# Proximal Policy Optimization

### Import the libraries

In [62]:
# Calculations
import numpy as np
from numpy import random, sqrt

# Network libraries
import torch
import torch.nn.functional as F, torch.nn as nn, torch.optim as optim
from torch.distributions import Categorical as Categorical

# Game library
from TicTacToe import initialState, randomState, printState, drawState, move, possibleMoves, possibleMovesMask, isOver, gameScore

### Generalized Advantage Estimate (GAE)

The GAE is calculated using the formula:

$ \begin{equation*}
\hat{A_t}^{GAE(\gamma, \lambda)} = (1-\lambda)\left( \hat{A}^{(1)}_t + \lambda\hat{A}^{(2)}_t + \lambda^2\hat{A}^{(3)}_t + ...\right) = \sum_{l=0}^{\infty}(\gamma\lambda)^l\delta^V_{t+l}
\end{equation*}$

where $\delta^V_{t}$ is the TD residual defined by:

$ \begin{equation*}
\delta^V_{t} = r_t + \gamma V^\pi(s_{t+1})-V^\pi(s_t)
\end{equation*}
$



Note that by the definition, we can easily evaulate $ \hat{A_t}^{GAE(\gamma, \lambda)} $ based on $ \hat{A_{t+1}}^{GAE(\gamma, \lambda)} $:

\begin{equation*}
\hat{A_t}^{GAE(\gamma, \lambda)} = \delta^V_t + \gamma\lambda \hat{A}_{t+1}^{GAE(\gamma, \lambda)} 
\end{equation*}


In [63]:
def gae(values, rewards, lmbda = 0.95, gamma = 0.99):
	# Initialize the advangate
	adv = 0
	# Initialize the results
	results = []

	# Starting with the last action, iterate over actions and calculate the advantages
	for t in reversed(range(len(rewards))):
		# Calculate the current value of delta
		delta = rewards[t] + gamma * values[t+1] - values[t]
		# Update the current advantage
		adv = delta + gamma * lmbda * adv
		# Add the estimates advantage to the value, to obtain a predicition of the real value
		results.append(adv+values[t])
	
	# Reverse the results to obtain the right order
	results.reverse()

	# Return the results
	return results

### Actor-Critic Network

In [76]:
class ActorCritic(nn.Module):

	# Initialize the actor and critic
	def __init__(self):
		
		super(ActorCritic, self).__init__()

		# Actor
		self.actor = nn.Sequential(
			nn.Conv2d(1, 8, 2),
			nn.ReLU(),
			nn.Conv2d(8, 32, 2),
			nn.ReLU(),
			nn.Flatten(),
			nn.Linear(32, 9)
		)

		# Critic
		self.critic = nn.Sequential(
			nn.Conv2d(1, 8, 2),
			nn.ReLU(),
			nn.Conv2d(8, 32, 2),
			nn.ReLU(),
			nn.Flatten(),
			nn.Linear(32, 1)
		)

		self.softmax = nn.Softmax(dim=-1)

	
	# Instead of using a forward function, we will split it into 
	# one action for the actor, and one for the critic
	def forward(self):
		raise NotImplementedError
	

	# For a given state, return an action according to a current policy and the log_prob
	# of performing this action
	def act(self, state):
		# Change the state into suitable format
		tensor_state = torch.reshape(state, (-1,1,3,3))#torch.from_numpy(state.reshape(-1, 1, 3,3)).float()
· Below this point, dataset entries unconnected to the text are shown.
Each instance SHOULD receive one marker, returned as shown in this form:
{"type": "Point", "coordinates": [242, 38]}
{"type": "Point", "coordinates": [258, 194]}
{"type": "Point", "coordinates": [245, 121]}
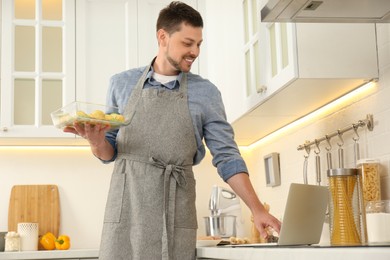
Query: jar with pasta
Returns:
{"type": "Point", "coordinates": [371, 181]}
{"type": "Point", "coordinates": [346, 212]}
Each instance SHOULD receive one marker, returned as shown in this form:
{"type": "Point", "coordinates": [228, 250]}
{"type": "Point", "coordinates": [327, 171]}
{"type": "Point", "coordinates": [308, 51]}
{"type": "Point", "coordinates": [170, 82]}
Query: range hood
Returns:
{"type": "Point", "coordinates": [327, 11]}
		# Calculate the initial output of the actor
		probs = self.actor(tensor_state)
		
		# Apply the invalid action masking
		probs = torch.where(possibleMovesMask(state, 1), probs, torch.tensor([-1e8]*9))

		# Apply the softmax function to obtain probabilities
		probs = self.softmax(probs)

		# Create a distribution
		dist = Categorical(probs)

		# Pick an action using the generated distribution
		action = dist.sample()

		# Evaluate the log_prob of the chosen action
		log_prob = dist.log_prob(action)

		# Return the action and the log_probabilties
		return action.detach(), log_prob.detach()
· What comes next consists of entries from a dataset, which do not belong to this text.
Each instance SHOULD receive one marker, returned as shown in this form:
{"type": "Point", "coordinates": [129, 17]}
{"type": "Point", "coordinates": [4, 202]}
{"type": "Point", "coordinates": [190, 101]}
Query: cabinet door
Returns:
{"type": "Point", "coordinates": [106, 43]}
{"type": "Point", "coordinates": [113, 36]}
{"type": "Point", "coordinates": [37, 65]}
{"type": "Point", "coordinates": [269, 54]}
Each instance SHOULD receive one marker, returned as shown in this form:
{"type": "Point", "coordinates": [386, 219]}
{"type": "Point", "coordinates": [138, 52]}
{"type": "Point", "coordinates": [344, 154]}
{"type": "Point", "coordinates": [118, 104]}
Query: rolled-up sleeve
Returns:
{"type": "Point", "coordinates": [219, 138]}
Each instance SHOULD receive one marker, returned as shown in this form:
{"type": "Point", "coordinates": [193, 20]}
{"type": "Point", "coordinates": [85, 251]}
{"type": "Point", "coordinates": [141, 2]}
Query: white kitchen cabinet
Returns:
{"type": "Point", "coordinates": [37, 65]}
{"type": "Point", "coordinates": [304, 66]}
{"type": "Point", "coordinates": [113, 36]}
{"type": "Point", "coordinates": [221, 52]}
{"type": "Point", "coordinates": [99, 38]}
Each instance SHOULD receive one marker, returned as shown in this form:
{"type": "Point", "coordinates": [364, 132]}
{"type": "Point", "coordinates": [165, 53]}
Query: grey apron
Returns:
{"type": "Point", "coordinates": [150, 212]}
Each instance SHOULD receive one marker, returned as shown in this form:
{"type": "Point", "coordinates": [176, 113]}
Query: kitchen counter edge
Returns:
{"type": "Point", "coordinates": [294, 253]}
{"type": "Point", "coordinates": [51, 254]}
	# For a given state and action, return:
	# 	- 	the log_probabilities of the action, according to the current policy, 
	# 	-	the estimated value of the state, according to the critic,
	#	-	the entropy of the distribution
	def evaluate(self, state, action):
		# Change the state into suitable format
		tensor_state = torch.reshape(state, (-1,1,3,3))#torch.from_numpy(state.reshape(-1, 1, 3,3)).float()

		# Calculate the initial output of the actor
		probs = self.actor(tensor_state)
		
		# Apply the invalid action masking
		probs = torch.where(possibleMovesMask(state, 1), probs, torch.tensor([-1e8]*9))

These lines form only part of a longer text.